Впервые я узнал её издалека, ещё не видя лица и в незнакомой одежде — по общему очертанию и чему-то неуловимому в стиле движений — фигурку в коротком тёмно-синем пальто и голубой шапке с помпоном, неторопливо вышагивающую по почти пустынному институтскому дворику.

— Даже не знаю, — развёл я руками. — Возможно, потому что вы — моя девушка. А у вас какие версии?

Приветственный поцелуй уже состоялся, но тут она снова привстала на цыпочки и подставила вкусные губы: её версия совпадала с моей.

— На метро?

— Пешком.

На ходу алые бутоны вздымались выше синего помпона на Клавиной голове.
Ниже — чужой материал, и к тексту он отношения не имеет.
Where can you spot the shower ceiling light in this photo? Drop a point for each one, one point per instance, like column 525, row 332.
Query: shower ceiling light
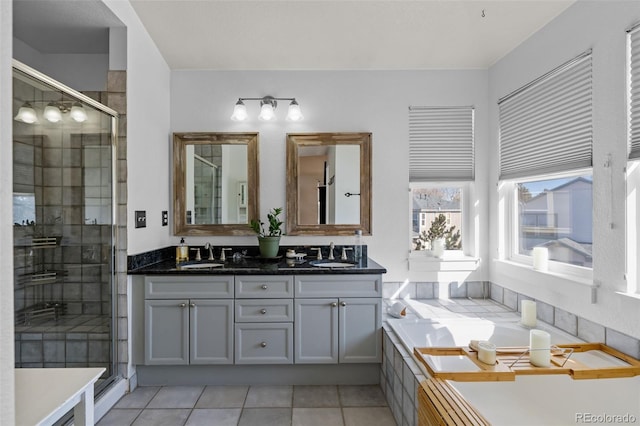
column 268, row 105
column 78, row 113
column 26, row 114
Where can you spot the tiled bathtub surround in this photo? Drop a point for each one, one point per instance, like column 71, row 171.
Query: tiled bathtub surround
column 400, row 376
column 569, row 322
column 478, row 290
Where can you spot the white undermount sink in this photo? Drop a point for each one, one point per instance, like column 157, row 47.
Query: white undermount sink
column 334, row 265
column 201, row 265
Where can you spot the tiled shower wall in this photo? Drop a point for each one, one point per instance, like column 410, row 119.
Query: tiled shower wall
column 82, row 337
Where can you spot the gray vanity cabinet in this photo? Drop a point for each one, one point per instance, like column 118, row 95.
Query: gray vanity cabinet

Она несла букет, как трёхголовый факел, держа его почти вертикально, и лишь иногда наклоняя вперёд — как шпагу, готовую скреститься с оружием противника. К слову, о войне речь тоже зашла.

Случилось важное: Подруга наконец-то, почувствовала форму эссе. Нам следует использовать приём, найденный во вступлении — подбирать образы, наиболее точно выражающие сущности языка. Для удобства можно подставлять «как» — «как главный способ выживания», «как первая технология», «как электростанция», «как одежда», «как орган восприятия».

— Здорово, — сказал я, — это всё упрощает.

В последние дни мне всё трудней давалось удивление языковым реалиям. При чтении лингвистических книг попадались любопытные факты, но я не знал, как к ним относиться. Скажем, в древнерусском языке было в четыре раза больше глагольных форм, чем в современном — радоваться этому или, наоборот, скорбеть? Придуманный Подругой алгоритм расширял наши возможности — не сводя всё к удивлению.

Сейчас сообщница раздумывала над темой «язык как образ жизни».